Peer-graded Assignment: Prediction Assignment Writeup
The purpose of this project was to quantify how well the participants performed a barbell lifting exercise and to classify the measurement read from an accelerometer into 5 different classes (Class A:Class E).
Please reference the links below for the data sources:
http://groupware.les.inf.puc-rio.br/har
https://d396qusza40orc.cloudfront.net/predmachlearn/pml-training.csv
https://d396qusza40orc.cloudfront.net/predmachlearn/pml-testing.csv
library(caret)
## Loading required package: lattice
## Loading required package: ggplot2
library(rpart)
library(randomForest)
## Warning: package 'randomForest' was built under R version 3.4.4
## randomForest 4.6-12
## Type rfNews() to see new features/changes/bug fixes.
##
## Attaching package: 'randomForest'
## The following object is masked from 'package:ggplot2':
##
## margin
train<-read.csv("C:/Users/aao1009/Desktop/pml-training.csv",na.strings=c("NA","#DIV/0!",""))

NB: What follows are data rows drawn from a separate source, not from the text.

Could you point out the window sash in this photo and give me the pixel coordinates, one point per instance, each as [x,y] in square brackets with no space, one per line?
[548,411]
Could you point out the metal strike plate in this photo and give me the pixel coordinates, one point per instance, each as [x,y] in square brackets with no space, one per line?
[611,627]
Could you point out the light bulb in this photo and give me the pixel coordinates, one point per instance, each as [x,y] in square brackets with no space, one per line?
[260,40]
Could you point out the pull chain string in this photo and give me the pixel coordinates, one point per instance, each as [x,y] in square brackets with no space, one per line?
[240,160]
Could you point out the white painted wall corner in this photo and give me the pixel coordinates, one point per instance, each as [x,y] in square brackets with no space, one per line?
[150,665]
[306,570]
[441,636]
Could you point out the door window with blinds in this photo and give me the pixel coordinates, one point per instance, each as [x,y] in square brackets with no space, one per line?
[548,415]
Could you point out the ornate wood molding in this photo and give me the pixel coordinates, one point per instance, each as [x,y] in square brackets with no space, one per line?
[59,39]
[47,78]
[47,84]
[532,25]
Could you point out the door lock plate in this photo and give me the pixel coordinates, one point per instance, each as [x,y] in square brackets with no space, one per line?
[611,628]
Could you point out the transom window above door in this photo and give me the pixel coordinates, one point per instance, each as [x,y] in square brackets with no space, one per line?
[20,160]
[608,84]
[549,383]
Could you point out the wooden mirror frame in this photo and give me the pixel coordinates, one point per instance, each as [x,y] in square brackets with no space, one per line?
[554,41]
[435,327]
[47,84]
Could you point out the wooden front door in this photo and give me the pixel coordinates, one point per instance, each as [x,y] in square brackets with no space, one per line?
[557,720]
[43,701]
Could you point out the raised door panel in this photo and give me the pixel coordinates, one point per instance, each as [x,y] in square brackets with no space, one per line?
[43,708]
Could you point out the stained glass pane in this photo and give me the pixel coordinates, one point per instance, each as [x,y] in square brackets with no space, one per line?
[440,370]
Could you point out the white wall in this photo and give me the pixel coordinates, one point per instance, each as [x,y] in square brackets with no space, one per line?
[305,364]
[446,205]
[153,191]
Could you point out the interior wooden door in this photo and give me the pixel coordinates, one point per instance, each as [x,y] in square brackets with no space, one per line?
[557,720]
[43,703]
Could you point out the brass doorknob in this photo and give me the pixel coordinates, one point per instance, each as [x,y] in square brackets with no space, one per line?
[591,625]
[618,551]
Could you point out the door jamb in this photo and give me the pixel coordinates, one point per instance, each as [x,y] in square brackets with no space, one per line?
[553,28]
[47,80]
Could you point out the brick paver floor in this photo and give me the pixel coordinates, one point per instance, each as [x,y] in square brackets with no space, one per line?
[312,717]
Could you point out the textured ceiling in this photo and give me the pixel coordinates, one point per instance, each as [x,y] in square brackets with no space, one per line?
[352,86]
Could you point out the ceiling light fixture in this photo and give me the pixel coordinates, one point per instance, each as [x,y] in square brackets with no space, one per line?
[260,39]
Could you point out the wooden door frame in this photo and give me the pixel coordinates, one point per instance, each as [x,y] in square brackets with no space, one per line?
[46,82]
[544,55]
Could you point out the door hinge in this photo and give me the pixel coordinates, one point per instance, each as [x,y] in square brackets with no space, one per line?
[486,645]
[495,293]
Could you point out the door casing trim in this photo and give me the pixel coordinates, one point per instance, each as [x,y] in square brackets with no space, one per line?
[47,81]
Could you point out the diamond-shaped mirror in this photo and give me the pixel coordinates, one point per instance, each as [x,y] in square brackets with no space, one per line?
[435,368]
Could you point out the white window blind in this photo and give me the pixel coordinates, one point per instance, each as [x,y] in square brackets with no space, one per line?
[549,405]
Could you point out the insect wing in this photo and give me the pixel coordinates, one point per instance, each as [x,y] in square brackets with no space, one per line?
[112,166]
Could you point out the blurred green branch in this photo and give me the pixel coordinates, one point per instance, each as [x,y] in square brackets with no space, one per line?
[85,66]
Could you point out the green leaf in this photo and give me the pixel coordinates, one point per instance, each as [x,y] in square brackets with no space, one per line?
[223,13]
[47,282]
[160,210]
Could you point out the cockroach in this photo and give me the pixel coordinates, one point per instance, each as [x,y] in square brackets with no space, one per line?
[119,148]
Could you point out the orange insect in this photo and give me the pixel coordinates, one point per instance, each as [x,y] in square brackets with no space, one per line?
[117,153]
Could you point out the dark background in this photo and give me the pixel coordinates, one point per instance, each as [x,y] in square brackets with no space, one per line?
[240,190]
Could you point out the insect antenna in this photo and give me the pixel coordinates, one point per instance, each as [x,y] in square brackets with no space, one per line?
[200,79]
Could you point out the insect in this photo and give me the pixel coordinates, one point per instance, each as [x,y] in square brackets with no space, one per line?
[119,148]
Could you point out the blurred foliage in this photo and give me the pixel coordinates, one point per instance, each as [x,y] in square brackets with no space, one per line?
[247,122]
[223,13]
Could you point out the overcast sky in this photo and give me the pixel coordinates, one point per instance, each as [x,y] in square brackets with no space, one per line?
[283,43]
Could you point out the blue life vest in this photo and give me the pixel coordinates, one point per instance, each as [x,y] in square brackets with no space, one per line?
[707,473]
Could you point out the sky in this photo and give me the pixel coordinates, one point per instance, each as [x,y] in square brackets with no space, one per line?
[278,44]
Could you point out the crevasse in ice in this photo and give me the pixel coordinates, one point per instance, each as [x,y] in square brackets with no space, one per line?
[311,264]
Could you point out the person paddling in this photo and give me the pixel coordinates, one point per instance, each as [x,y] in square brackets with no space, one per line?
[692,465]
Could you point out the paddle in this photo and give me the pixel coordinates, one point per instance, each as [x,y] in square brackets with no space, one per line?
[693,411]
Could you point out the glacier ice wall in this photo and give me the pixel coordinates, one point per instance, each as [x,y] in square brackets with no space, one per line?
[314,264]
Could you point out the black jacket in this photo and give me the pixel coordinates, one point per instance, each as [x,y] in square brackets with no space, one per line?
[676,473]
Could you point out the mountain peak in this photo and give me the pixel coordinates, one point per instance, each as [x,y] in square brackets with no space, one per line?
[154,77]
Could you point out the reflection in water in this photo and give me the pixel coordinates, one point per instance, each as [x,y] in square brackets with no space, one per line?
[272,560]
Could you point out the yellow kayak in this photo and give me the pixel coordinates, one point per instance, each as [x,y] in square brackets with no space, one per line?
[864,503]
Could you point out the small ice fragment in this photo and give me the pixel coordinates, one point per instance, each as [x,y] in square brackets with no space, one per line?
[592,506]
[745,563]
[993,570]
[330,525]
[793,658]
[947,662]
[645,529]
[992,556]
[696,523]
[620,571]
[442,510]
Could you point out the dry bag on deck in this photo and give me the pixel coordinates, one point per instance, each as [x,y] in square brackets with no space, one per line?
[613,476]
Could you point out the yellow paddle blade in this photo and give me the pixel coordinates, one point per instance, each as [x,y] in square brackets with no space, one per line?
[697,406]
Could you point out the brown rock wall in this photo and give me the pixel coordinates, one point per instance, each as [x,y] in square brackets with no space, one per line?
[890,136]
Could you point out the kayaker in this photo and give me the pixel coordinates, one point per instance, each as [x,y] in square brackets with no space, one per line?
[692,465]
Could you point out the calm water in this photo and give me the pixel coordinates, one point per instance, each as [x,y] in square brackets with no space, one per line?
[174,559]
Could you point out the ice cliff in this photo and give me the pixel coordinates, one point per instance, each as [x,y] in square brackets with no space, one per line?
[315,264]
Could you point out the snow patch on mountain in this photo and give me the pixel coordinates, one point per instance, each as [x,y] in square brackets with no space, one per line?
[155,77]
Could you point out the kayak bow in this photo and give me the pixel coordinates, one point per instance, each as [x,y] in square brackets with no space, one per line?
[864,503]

test<-read.csv("C:/Users/aao1009/Desktop/pml-testing.csv",na.strings=c("NA","#DIV/0!",""))
test_clean <- names(test[,colSums(is.na(test)) == 0]) [8:59]
clean_train<-train[,c(test_clean,"classe")]
clean_test<-test[,c(test_clean,"problem_id")]
dim(clean_test)
## [1] 20 53
dim(clean_train)
## [1] 19622 53
set.seed(100)
inTrain<-createDataPartition(clean_train$classe, p=0.7, list=FALSE)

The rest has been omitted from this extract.